Sea Change: Corals Reveal Climate Change's Impact on Ocean | Print |
Climate Change - مبانی و مباحث علمی - Climate Science
Written by Behrooz Hassani M   
Wednesday, 13 October 2010 14:56

 

The place where the ocean's cold deep water blends with the warmer water of the upper ocean is on the move due to climate change, new research reveals.

Tropical corals in the western Pacific Ocean revealed that the depth where warm surface water and colder, deeper water meet, known as the thermocline, is getting shallower.
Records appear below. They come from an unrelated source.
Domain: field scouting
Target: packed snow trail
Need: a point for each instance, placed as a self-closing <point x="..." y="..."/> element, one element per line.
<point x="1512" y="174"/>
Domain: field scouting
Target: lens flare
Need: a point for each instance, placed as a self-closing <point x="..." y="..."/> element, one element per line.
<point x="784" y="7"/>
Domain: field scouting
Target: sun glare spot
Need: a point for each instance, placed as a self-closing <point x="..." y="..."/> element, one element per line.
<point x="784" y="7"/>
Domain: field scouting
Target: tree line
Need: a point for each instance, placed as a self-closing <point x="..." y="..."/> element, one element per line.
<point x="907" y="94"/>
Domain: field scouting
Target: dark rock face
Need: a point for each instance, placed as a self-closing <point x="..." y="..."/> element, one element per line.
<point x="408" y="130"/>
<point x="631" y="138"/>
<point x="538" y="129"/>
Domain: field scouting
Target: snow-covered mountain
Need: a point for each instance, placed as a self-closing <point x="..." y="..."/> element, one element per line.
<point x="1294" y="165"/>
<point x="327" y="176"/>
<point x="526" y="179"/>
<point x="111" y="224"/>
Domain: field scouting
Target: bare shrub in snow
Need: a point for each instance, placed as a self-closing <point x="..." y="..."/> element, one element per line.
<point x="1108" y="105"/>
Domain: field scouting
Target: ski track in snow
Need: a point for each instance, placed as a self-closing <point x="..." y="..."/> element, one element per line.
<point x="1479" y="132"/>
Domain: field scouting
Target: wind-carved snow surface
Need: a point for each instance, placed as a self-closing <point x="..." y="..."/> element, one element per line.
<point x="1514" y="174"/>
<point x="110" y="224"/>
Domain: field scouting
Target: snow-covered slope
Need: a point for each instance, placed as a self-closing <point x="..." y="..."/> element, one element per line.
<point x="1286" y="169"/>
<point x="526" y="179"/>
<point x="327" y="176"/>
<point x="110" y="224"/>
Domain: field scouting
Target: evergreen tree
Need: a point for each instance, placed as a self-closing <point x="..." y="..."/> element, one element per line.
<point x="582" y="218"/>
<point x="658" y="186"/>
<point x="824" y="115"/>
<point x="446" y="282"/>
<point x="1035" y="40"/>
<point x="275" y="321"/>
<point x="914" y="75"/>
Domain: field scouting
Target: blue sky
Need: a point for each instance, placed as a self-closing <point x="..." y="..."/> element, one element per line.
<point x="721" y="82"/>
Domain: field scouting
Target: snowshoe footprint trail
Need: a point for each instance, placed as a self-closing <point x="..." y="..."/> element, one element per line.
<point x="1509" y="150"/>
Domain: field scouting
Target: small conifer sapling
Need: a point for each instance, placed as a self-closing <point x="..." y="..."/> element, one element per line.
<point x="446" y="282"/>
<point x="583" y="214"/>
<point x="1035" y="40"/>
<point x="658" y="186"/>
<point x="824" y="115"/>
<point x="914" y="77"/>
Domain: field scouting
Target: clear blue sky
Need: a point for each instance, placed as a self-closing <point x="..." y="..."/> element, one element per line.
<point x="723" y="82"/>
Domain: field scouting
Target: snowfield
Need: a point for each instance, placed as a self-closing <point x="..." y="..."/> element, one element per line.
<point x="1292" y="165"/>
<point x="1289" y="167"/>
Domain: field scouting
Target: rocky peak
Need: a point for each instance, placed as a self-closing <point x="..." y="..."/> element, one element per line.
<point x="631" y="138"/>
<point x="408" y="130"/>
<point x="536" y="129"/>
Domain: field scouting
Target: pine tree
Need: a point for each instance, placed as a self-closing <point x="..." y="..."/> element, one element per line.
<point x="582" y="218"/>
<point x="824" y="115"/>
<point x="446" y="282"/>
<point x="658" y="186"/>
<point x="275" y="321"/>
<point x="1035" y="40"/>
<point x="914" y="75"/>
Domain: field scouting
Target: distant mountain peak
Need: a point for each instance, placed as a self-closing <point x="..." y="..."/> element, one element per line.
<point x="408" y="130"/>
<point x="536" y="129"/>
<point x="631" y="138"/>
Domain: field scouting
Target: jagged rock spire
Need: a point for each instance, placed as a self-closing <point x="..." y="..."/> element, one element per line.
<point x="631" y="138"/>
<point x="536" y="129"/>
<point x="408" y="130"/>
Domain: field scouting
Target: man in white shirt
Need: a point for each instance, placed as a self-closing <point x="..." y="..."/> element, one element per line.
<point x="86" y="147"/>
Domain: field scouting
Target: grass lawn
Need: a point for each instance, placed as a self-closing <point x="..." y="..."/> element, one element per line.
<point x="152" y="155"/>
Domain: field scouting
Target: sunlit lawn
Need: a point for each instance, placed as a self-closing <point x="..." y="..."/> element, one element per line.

The new study is the first physical evidence supporting what climate modelers have been predicting as the effects of global climate change on the ocean circulation below surface waters.

"Over several decades, specifically since the mid- to late-1970s, the records show that the mean depth of the thermocline has been getting shallower," said study team member Branwen Williams, who conducted the research while a Ph.D. student at the Ohio State University in Columbus. Williams is now a postdoctoral researcher at the University of Toronto in Ontario.

The thermocline's upward shift may be due in part to a shift in a long-lived pattern of climate variability similar to the El Niño phenomenon, called the Pacific Decadal Oscillation (PDO). The thermocline shift in the 1970s coincides with a shift in the PDO from a negative phase to a positive phase, said Andrea Grottoli, a study team member also from Ohio State.

During a positive, or warm, phase, the surface waters of the west Pacific become cool and part of the eastern ocean warms.

"We think the thermocline rose when the PDO shifted," Grottoli said, "that it was a cumulative effect of both the natural variability of the PDO plus the warming global temperatures."

What happens deeper in the waters is often unknown because satellite data and physical measurements are mainly restricted to the ocean's surface.